Consistently meeting or beating analysts' revenue and earnings expectations is the sign of a quality stock. It demonstrates that its products and/or services have strong demand, which is indicative of a company with competitive advantages.
Diversified healthcare stock Abbott Laboratories (ABT -0.28%) has a track record of matching or exceeding analysts' revenue and earnings forecasts. But is the stock a buy for dividend growth investors? Let's dig into Abbott's fundamentals and valuation to address the question.
The business is thriving
When it reported fourth-quarter earnings results for the period ended Dec. 31, Abbott Laboratories topped analysts' revenue consensus for the eighth quarter out of the past 10. Revenue totaled $11.47 billion, which represented 7.2% growth over the year-ago period. This managed to comfortably surpass analysts' average estimate of $10.71 billion.
All four of Abbott's reportable segments -- diagnostics, medical devices, nutrition, and established pharmaceuticals -- were able to produce sales growth ranging from the low single digits to the mid-teens in the fourth quarter. Most significant was medical devices. Despite only accounting for about one-third (32.7%) of Abbott's fourth-quarter revenue, the medical devices segment was responsible for nearly two-thirds (64.1%) of the company's overall sales growth.
The medical devices segment was able to grow its revenue 15.1% year over year to $3.75 billion for two reasons. For one, there were two U.S. Food and Drug Administration approvals earlier in the year. One was a medical device for atrial fibrillation patients at risk of stroke and the other was for patients with symptomatic, severe aortic stenosis who are at high risk for open-heart surgery. The other reason that contributed to the tremendous growth of the medical devices segment was the continued recovery from the COVID-19 pandemic's impact on elective procedures, which is how the segment generates its revenue and earnings.
Abbott Laboratories' higher-than-expected revenue base led to $1.32 in non-GAAP (adjusted) diluted earnings per share (EPS) in the fourth quarter, which was a 9% drop over the year-ago period. This easily bested the analysts' consensus of $1.21 for the quarter.
A $491 million uptick in selling, general, and administrative expenses due to supply-chain inflation was behind the 380-basis point drop in net margin to 20.6% during the fourth quarter. But as Abbott Laboratories passes these costs on to consumers (specifically in the consumer-facing nutrition business) and inflation begins to decelerate later this year, this should be less of an issue for the company.
With Abbott expecting to slightly up its research and development investment to $2.7 billion this year, the company's reputation of steady product launches should continue.
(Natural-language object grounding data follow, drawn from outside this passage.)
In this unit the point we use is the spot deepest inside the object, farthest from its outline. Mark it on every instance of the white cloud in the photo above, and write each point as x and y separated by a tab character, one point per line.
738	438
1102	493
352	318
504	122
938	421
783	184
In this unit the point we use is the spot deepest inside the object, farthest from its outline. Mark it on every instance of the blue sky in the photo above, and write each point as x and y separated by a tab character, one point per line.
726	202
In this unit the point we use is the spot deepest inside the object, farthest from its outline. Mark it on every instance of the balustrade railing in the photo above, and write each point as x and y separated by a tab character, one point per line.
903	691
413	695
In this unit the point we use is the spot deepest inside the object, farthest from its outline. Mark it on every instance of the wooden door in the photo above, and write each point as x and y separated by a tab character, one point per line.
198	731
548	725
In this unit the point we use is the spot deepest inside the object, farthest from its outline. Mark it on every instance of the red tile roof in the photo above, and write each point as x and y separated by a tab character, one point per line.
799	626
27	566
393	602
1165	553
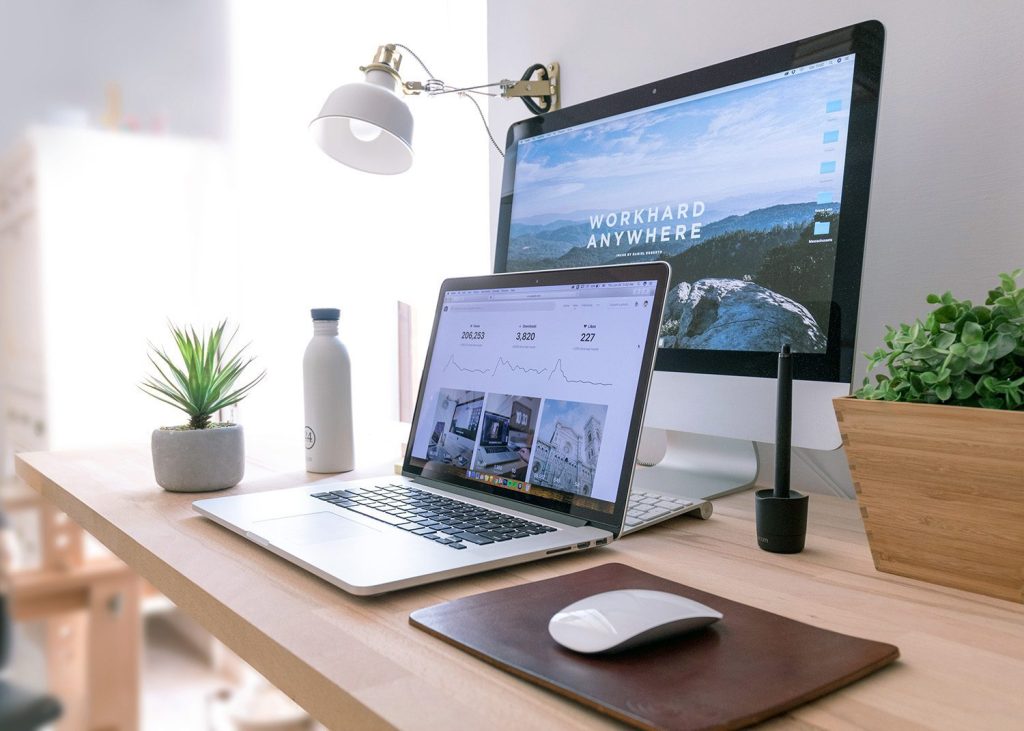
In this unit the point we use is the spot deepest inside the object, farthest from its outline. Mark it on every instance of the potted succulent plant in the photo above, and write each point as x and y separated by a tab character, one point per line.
936	444
202	455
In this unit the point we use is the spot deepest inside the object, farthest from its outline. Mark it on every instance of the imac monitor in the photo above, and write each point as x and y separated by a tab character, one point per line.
751	178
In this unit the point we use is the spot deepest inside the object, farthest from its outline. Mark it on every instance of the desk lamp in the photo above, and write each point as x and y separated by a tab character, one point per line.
368	126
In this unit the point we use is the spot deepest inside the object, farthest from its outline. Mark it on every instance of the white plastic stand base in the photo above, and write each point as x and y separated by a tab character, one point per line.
694	466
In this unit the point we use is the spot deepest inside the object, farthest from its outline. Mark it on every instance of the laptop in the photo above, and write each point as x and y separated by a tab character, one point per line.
550	367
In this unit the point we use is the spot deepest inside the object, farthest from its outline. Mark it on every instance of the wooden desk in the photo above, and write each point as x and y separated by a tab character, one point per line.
356	662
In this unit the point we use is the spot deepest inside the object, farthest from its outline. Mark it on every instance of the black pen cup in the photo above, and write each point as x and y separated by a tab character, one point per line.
781	522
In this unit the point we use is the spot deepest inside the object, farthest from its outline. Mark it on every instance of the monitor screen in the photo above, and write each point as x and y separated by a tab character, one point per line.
750	178
537	386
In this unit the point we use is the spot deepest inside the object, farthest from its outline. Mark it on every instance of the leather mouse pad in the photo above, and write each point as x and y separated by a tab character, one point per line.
749	667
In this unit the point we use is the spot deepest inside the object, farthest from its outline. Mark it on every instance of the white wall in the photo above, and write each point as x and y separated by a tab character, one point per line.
169	59
945	209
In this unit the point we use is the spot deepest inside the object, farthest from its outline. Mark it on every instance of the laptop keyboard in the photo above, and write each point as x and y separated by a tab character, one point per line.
443	520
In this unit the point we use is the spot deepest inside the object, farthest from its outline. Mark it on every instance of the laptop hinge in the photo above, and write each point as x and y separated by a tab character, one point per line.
502	502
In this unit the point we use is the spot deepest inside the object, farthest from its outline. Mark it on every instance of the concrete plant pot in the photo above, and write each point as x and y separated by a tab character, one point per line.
199	460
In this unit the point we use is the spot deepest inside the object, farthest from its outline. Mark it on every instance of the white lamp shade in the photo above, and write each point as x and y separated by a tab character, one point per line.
367	126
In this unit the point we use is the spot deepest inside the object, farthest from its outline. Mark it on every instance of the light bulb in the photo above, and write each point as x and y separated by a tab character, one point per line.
364	130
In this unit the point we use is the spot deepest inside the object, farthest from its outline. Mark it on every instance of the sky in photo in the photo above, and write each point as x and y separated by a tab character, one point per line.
736	151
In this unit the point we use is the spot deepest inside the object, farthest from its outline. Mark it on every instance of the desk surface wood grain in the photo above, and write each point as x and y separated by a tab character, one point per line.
356	662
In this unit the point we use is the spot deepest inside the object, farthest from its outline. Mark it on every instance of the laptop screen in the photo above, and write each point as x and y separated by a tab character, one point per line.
535	387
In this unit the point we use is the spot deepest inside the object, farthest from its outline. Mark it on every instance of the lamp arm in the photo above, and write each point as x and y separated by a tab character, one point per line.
539	95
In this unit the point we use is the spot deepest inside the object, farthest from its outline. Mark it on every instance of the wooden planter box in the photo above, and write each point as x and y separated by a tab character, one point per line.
941	491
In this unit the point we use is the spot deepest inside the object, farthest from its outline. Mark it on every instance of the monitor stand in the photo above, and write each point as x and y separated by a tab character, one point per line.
695	466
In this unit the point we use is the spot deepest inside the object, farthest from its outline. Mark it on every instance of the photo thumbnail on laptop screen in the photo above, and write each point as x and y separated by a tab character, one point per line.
738	188
531	389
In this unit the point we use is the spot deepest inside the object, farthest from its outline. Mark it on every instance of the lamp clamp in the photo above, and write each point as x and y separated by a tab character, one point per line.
546	87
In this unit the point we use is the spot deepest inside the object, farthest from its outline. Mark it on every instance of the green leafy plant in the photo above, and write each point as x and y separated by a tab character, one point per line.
205	382
962	354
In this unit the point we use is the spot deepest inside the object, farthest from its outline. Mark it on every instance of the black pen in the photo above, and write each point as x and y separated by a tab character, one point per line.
783	423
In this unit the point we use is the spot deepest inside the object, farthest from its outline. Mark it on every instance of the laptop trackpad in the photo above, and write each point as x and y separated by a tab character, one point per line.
310	528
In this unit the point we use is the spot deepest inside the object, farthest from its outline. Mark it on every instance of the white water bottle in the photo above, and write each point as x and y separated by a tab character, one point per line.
327	381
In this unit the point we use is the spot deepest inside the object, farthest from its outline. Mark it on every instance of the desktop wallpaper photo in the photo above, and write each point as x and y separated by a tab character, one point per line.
738	189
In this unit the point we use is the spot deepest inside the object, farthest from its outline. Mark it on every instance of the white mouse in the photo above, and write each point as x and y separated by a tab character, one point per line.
624	618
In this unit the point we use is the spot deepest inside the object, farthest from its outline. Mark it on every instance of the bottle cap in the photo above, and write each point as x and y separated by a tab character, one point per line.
326	313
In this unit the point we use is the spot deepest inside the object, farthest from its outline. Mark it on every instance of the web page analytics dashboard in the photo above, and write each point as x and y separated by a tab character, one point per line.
532	389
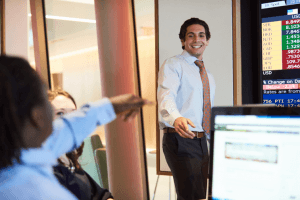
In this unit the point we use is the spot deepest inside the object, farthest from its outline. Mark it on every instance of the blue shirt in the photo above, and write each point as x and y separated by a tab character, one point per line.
180	91
33	178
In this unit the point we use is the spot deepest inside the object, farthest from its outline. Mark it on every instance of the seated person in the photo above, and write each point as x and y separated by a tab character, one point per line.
31	142
69	171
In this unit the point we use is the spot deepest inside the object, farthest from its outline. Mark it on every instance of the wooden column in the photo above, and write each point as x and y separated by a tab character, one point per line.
118	67
2	10
40	39
237	52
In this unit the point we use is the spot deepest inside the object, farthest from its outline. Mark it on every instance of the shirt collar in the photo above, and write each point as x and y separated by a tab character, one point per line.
190	59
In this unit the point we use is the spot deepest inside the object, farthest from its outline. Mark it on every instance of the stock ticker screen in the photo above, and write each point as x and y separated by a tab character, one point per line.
280	33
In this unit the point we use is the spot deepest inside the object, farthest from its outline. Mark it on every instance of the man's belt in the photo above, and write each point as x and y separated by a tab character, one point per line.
172	130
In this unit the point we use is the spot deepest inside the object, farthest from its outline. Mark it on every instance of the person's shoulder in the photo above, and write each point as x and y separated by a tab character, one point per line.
26	184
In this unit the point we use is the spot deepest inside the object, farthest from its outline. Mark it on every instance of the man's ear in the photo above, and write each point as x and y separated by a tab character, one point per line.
207	42
182	42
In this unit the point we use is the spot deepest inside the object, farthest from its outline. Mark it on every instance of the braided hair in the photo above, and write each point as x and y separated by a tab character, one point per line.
21	91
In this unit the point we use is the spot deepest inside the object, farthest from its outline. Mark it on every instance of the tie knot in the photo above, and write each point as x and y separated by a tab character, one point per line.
199	63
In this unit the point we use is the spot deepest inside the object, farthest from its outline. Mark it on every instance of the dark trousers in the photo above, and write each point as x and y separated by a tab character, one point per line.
188	161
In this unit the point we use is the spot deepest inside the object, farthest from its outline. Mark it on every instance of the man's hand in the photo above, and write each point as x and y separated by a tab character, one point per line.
182	128
127	105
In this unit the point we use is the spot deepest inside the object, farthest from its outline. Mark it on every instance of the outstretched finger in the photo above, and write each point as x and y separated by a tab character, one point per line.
191	123
187	132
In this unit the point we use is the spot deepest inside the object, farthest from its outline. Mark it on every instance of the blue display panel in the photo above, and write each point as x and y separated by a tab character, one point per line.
280	42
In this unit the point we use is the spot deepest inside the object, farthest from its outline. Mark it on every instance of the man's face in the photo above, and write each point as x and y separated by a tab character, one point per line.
195	40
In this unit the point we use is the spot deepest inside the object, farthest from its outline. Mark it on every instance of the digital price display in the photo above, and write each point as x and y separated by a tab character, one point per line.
280	33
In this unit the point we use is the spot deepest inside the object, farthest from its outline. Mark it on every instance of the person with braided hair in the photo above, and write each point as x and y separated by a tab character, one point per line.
31	142
69	171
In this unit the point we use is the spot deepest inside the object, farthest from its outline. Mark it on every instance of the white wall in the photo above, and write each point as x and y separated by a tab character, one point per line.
218	55
16	27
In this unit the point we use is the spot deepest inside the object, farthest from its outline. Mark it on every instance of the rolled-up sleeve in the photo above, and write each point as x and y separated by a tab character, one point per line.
70	130
168	83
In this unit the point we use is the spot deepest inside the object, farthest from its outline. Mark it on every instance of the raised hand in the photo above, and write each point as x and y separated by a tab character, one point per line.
127	105
182	128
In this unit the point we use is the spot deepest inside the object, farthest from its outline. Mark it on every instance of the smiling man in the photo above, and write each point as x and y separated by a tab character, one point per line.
185	93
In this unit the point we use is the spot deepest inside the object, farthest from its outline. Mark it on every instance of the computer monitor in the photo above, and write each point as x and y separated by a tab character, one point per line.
255	153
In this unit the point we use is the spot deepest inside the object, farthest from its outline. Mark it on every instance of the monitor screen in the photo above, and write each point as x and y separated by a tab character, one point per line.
280	52
255	157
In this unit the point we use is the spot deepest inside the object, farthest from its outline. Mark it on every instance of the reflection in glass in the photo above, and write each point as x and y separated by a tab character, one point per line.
73	56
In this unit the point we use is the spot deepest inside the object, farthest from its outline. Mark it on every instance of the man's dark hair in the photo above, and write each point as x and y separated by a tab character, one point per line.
21	91
192	21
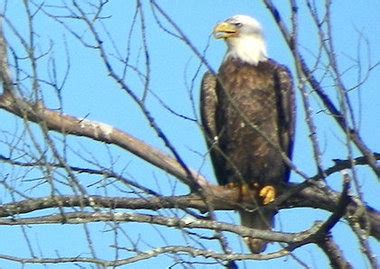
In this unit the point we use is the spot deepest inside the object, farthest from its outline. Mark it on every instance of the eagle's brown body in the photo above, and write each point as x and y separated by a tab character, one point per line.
248	117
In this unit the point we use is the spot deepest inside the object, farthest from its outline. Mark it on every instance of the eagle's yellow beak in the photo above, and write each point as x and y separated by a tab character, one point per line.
225	30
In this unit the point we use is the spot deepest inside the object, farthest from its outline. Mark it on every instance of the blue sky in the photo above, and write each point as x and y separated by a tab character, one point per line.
90	93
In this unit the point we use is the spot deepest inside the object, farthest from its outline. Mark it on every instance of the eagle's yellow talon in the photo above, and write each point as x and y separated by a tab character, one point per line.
268	193
231	185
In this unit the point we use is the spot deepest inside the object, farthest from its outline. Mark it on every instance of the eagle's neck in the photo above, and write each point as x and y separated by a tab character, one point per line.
250	49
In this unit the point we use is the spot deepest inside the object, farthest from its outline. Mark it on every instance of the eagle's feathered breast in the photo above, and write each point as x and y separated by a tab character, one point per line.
249	121
248	113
Along with major tailwinds like an aging global population, this is expected to result in 13.2% annual earnings growth over the next five years.
A reliable dividend grower
Abbott Laboratories looks positioned to continue growing in the years ahead. But can it build on its newly minted status as a Dividend King? The answer is yes, based on an estimate of what its dividend payout ratio will be this year.
Abbott expects at least $4.70 in adjusted diluted EPS this year against a dividend per share obligation of $1.88, which works out to a payout ratio of 40%. This should leave the company with adequate capital to repay debt, execute share repurchases, and finance bolt-on acquisitions.
Abbott Laboratories provides a safe, market-beating 1.6% dividend yield for investors. And based on the company's potential, the dividend should grow in the high single digits annually for the foreseeable future.
The company is financially sound
Abbott Laboratories' strong financial condition is another reason to like the stock.
Its interest coverage ratio improved significantly from 10.9 in 2020 ($5.47 billion in earnings before interest and taxes/$500 million in interest expenses) to 17.8 in 2021 ($8.70 billion in EBIT/$490 million in interest costs). Given the quality of Abbott's finances and the degree to which it's currently able to cover its interest expenses, the company will almost certainly be in business for many years to come.
Abbott's stock is sensibly valued
Abbott Laboratories seems like a fundamentally healthy business, which leads us back to the original question: Is the stock a buy?
It appears to be a buy for dividend growth investors at this time. The stock trades at a forward price-to-earnings ratio of 23.4, which is a bit below the medical devices industry average of 25.3. Since the stock's 13.2% annual earnings growth prospects are just below the industry average of 15.2%, it looks to be fairly priced.